DiskriminierungSchweizer Witwerrente wird erneut zum Fall für Strassburg
zs, sda
9.3.2021 - 15:43
Ein Schweizer hat keinen Anspruch auf Witwerrente mehr, seit seine jüngste Tochter volljährig ist. Nun befasst sich die Grosse Kammer des Europäischen Gerichtshofs für Menschenrechte (EGMR) mit dem Fall – auf Wunsch von Bern.
zs, sda
09.03.2021, 15:43
09.03.2021, 16:03
SDA
Ein Schweizer kümmerte sich nach dem Tod seiner Ehefrau 16 Jahre lang um seine Kinder. Ab Dezember 2010 – damals war er 57 Jahre alt – wurde ihm aber keine Witwerrente mehr ausbezahlt. Er gelangte deshalb an den Europäischen Gerichtshof für Menschenrechte (EGMR) in Strassburg.
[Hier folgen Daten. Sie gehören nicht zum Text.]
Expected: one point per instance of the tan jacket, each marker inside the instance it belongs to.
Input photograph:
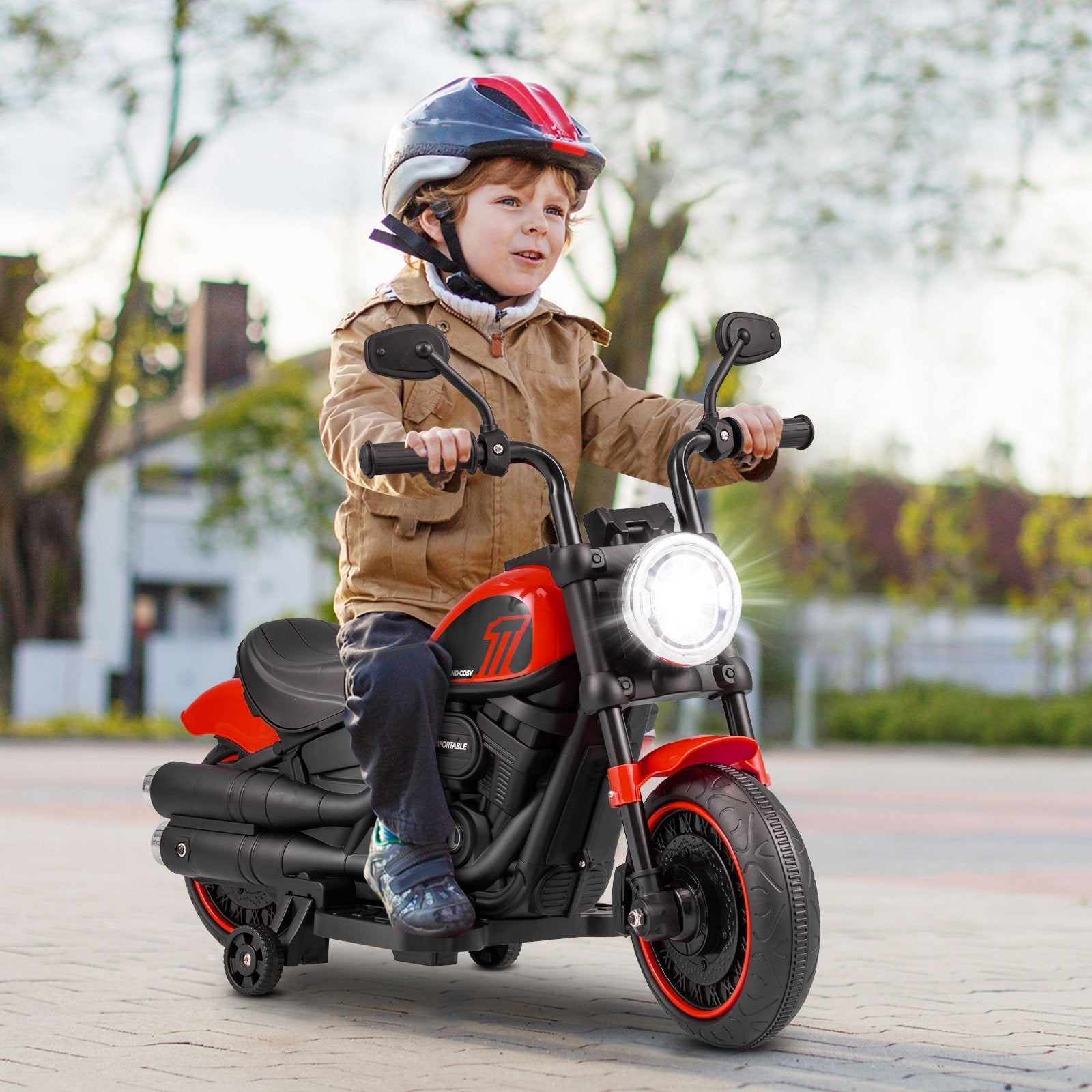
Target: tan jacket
(410, 544)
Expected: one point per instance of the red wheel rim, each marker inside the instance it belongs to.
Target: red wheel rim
(211, 908)
(649, 955)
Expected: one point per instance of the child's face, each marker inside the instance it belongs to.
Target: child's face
(511, 236)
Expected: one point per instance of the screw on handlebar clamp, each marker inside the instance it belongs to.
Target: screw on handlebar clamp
(496, 452)
(726, 437)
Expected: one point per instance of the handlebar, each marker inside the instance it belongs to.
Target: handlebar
(398, 459)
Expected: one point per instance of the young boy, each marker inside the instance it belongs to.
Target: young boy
(480, 183)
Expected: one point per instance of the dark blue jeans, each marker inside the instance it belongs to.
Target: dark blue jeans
(397, 680)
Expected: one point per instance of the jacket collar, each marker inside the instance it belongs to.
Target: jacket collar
(411, 287)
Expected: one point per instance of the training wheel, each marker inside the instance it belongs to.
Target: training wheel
(254, 960)
(496, 957)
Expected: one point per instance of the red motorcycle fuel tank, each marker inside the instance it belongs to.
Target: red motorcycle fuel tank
(509, 628)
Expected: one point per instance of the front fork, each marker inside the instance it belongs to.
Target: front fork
(653, 915)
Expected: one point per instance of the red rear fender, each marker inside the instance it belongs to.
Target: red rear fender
(222, 711)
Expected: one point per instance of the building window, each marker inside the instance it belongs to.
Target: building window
(184, 609)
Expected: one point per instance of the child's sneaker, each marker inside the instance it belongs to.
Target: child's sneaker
(418, 885)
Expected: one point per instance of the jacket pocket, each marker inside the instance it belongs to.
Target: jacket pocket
(427, 399)
(409, 524)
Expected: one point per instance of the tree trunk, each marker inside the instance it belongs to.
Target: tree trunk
(635, 303)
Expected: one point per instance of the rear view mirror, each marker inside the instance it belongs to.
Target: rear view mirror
(405, 352)
(760, 336)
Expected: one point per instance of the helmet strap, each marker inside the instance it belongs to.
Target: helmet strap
(404, 238)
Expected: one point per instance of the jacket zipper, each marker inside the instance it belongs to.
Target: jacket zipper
(496, 336)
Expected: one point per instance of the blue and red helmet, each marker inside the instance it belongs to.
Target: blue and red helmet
(483, 117)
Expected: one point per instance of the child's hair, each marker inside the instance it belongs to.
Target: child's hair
(449, 196)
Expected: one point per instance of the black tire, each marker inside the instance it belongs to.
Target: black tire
(497, 957)
(748, 969)
(221, 908)
(254, 960)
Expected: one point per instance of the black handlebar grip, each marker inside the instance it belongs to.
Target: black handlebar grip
(390, 459)
(398, 459)
(797, 433)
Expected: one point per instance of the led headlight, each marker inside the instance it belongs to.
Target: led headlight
(680, 599)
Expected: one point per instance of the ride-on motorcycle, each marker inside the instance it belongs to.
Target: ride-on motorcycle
(557, 664)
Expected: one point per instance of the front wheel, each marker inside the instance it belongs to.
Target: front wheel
(746, 966)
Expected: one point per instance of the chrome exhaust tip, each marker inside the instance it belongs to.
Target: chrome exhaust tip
(156, 839)
(147, 788)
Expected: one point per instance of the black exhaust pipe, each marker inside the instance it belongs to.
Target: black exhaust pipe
(265, 859)
(251, 796)
(260, 860)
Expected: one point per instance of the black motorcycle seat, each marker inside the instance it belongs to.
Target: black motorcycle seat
(292, 673)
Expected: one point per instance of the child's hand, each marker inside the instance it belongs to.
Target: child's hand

Das AHV-Gesetz sieht die Aufhebung der Rente bei Witwern bei der Volljährigkeit des jüngsten Kindes explizit vor. Bei Frauen besteht auch nach Erreichen der Volljährigkeit der Kinder ein Anspruch auf Witwenrente.
Die Schweiz verstosse mit ihrem Gesetz zur Witwenrente gegen das Diskriminierungsverbot von Artikel 14 der Europäischen Menschenrechtskonvention in Verbindung mit Artikel 8, das «Recht auf Achtung des Privat- und Familienlebens». Zu diesem Schluss kam der EGMR im Oktober vergangenen Jahres in erster Instanz.
Nun wird der Fall auch vor der grossen Kammer des Gerichtshofs behandelt. Das Gesuch dafür stellte die Schweizer Regierung.
Mann als Versorger
Der beschränkte Witwerrenten-Anspruch in der Schweiz basiert auf der Überlegung, dass der Ehemann für den Lebensunterhalt der Frau aufkommt. War diese über Jahre für die Versorgung der Kinder zuständig, wurde ihr nicht zugemutet, wieder Tritt in der Erwerbswelt finden zu müssen.
Diese Grundüberlegung entspricht gemäss der ersten Instanz des EGMR nicht mehr den heutigen Gegebenheiten. Die Konvention sei ein «lebendiges Instrument», mit dem die Umstände unter dem aktuellen Blickwinkel behandelt werden müssten, hielt sie in seinem Urteil fest.
Es gebe keine haltbaren Gründe, weshalb es einem 57-jährigen Mann, der über lange Zeit nicht mehr erwerbstätig war, leichter fallen sollte eine Stelle zu finden, als einer Frau.